Lettre autographe signée de Pierre Loti adressée à Paul Bourget. 38 lignes à l'encre noire sur un feuillet remplié, papier pelure, traces de pliure inhérentes à la mise sous pli de la lettre.
Beau plaidoyer de Pierre Loti adressé à Paul Bourget pour se justifier de son discours de réception à l'Académie française le 7 avril 1892. Il avait tenu alors ces paroles "Le Roman psychologique - je suis vraiment consterné d'avoir à prononcer ce mot pédant - a, lui aussi, de nos jours, mené grand bruit autour de sa personne et décrété, absolument du reste comme le Roman naturaliste, qu'en dehors de lui-même, rien ne valait. Et pourtant, après les remarquables maîtres de cette école, dans quel indigeste pathos sont tombés les médiocres qui les ont suivis !".
Pierre Loti, pour se distinguer du courant naturaliste et psychologique auprès des académiciens, tînt un discours résolument critique contre le pathos caractéristique des écrits de Zola ou de Bourget et tourna même en dérision leurs idées : "Les hommes à théories, - surtout ceux des couches nouvelles qui viennent au monde déjà tout bardés d'érudition, - longuement discutent avec gravité si le roman doit être romanesque ou documentaire, ou psychologique, ou je ne sais quoi encore ; s'il doit se borner au rôle d'amusette pour gens du monde, ou bien s'il lui est permis de soutenir quelque haute thèse de morale ou de philosophie. Je suis forcé d'avouer que la portée un peu profonde de ces discussions m'échappe ; je les trouve même passablement vaines et puériles".
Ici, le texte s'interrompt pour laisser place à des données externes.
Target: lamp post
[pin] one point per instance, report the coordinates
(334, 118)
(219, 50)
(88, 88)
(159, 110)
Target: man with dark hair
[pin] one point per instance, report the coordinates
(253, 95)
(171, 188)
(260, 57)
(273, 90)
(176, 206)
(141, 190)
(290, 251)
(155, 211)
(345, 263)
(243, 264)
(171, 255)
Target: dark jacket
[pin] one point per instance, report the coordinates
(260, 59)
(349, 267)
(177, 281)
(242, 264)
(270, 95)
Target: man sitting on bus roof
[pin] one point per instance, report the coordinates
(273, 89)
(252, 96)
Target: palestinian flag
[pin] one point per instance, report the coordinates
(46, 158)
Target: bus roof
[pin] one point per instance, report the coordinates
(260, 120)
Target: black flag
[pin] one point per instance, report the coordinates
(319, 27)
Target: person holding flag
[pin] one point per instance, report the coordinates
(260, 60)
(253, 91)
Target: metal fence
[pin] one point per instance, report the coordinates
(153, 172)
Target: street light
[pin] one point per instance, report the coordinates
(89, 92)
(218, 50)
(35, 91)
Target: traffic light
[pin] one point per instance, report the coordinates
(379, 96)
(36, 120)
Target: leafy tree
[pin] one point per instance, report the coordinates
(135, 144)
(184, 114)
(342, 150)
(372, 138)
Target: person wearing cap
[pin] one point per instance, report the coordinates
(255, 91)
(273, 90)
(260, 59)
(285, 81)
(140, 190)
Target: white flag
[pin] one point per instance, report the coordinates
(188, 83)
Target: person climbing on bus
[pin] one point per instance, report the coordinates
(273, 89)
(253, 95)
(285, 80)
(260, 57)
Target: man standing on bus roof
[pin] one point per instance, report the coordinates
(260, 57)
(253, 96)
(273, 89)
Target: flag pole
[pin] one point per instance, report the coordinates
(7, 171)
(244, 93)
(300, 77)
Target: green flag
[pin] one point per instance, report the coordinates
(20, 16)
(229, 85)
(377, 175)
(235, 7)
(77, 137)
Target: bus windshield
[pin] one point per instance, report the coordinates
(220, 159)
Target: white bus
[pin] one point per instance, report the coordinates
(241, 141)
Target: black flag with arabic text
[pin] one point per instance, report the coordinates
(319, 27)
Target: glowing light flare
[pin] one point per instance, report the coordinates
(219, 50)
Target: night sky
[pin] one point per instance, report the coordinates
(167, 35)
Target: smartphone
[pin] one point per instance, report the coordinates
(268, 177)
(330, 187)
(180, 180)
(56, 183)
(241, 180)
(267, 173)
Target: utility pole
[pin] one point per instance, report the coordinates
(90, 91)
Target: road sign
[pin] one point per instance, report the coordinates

Pourtant dans sa lettre à Paul Bourget, figure de proue du roman psychologique, il se dédie et détourne ses propos : "Mon cher Bourget, je viens de surprendre votre adresse que vous cachez si bien. Depuis ce printemps je voulais vous écrire, depuis que tant d'imbéciles ont prétendu que je vous avais attaqué dans mon discours de réception à l'Académie. Si vous avez pris la peine de lire, vous n'avez pas pu croire cela, n'est-ce pas. Le seul mot qui vous visait était celui de remarquable maître. J'avais traité de pédante l'étiquette psychologique. Vous dans votre récente préface, vous la traitez de pédantesque, ce qui est encore plus accablant, tout en étant plus français. Donc nous sommes d'accord, et je le savais, et nous ne pourrions pas ne pas l'être, et je suis sûr que vous n'avez pas douté de moi."
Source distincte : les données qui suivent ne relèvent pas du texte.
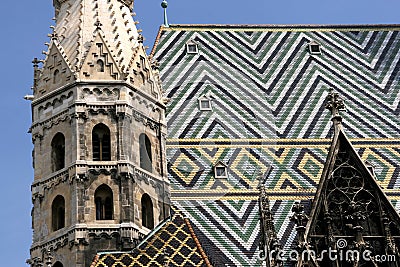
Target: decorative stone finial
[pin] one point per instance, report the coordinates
(164, 5)
(35, 62)
(334, 103)
(98, 24)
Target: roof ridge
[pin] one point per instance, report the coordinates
(197, 242)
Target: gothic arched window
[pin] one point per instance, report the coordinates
(147, 212)
(101, 143)
(58, 213)
(56, 76)
(100, 65)
(103, 198)
(145, 153)
(58, 152)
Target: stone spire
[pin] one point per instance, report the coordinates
(78, 22)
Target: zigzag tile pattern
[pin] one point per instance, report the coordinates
(268, 83)
(268, 117)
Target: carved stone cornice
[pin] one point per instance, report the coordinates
(82, 171)
(38, 127)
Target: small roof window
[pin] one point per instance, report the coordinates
(192, 47)
(314, 48)
(220, 170)
(205, 103)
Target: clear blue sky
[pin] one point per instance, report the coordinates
(24, 28)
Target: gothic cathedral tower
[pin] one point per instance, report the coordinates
(98, 129)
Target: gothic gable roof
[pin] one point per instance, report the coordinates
(174, 242)
(268, 113)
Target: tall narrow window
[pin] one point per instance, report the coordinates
(101, 143)
(56, 76)
(58, 213)
(145, 153)
(147, 212)
(100, 65)
(58, 152)
(103, 198)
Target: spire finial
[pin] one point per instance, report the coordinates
(335, 104)
(164, 5)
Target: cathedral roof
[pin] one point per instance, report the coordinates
(173, 243)
(77, 22)
(267, 85)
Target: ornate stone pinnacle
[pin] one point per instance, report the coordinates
(164, 5)
(334, 103)
(98, 24)
(49, 258)
(54, 36)
(35, 62)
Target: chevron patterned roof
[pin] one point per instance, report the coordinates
(267, 94)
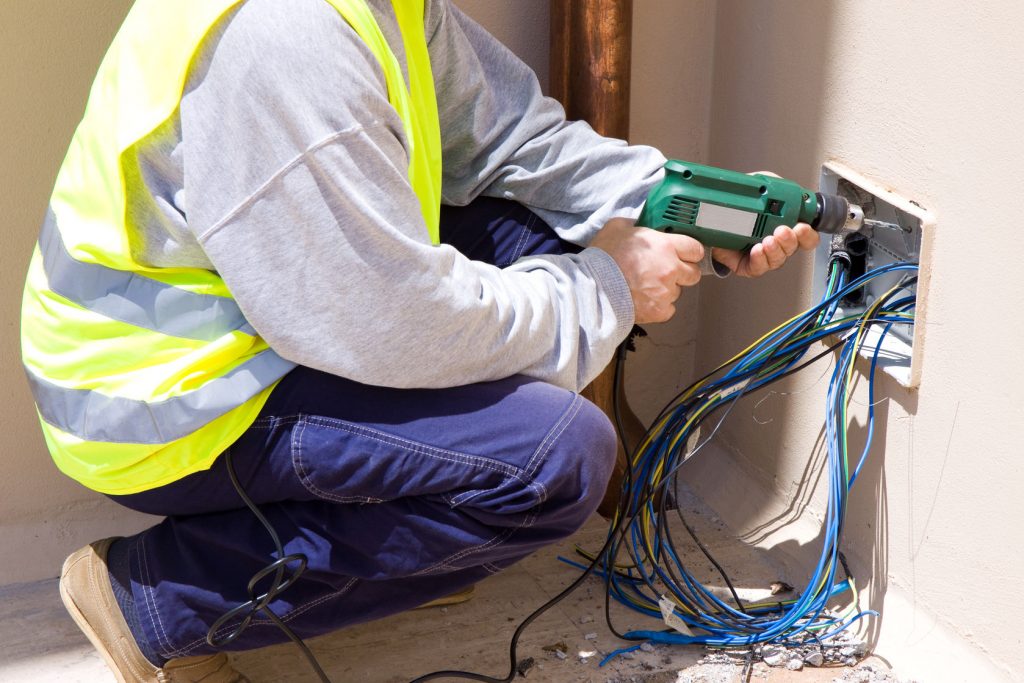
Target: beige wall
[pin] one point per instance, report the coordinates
(49, 51)
(927, 98)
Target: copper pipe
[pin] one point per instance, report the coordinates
(591, 46)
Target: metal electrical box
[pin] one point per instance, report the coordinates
(907, 238)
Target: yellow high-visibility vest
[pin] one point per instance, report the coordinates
(143, 375)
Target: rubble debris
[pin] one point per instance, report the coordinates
(524, 666)
(814, 658)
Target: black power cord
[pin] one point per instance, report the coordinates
(256, 603)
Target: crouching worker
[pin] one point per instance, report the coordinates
(247, 283)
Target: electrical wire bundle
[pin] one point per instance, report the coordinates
(656, 580)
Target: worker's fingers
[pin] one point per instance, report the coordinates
(807, 237)
(786, 239)
(730, 258)
(773, 252)
(689, 273)
(757, 262)
(687, 249)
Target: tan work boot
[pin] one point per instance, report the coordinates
(85, 589)
(452, 599)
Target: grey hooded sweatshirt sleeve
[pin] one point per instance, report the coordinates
(286, 171)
La nomination de Pierre Loti au treizième fauteuil fut une surprise pour ses contemporains. Selon Goncourt, sa candidature fut au départ une sorte de canular, et Zola raconte que "la première fois que le nom de Loti fut évoqué, les académiciens se roulaient sur les canapés". L'élection, qui constitue pour Loti une magnifique consécration, s'explique pourtant assez bien par la volonté de faire échec à la candidature de Zola qui venait de s'aliéner la bourgeoisie avec la publication de L'Argent. Maupassant et Bourget s'étant récusés, l'auteur d'Aziyadé, fut le premier romancier proches des naturalistes qui put accéder à la coupole. Loti soutiendra ensuite la nomination de Paul Bourget en 1894 ; il en fait d'ailleurs déjà mention dans sa lettre : "Avec mon admiration pour la "Terre promise" je veux vous dire tout mon regret que vous ne vous présentiez pas à l'Académie. Je voudrais tant voter pour vous... et je ne suis pas le seul, allez ! Vous seriez élu d'emblée et vous feriez une bonne action, au point de vue français, en vous présentant car vous empêcheriez ainsi l'élection de quelque nullité ou médiocrité acceptée comme pis-aller. Ludovic Halevy m'a dit que vous aviez donné votre parole à Zola ; mais il vous la rendrait si vous le lui demandiez, et ce serait bien et loyal de sa part. Puisqu'il ne passera pas, il ne peut cependant pas indéfiniment vous barrer le chemin."
Belle et éloquente lettre d'explications de Pierre Loti sur son discours de réception à l'Académie.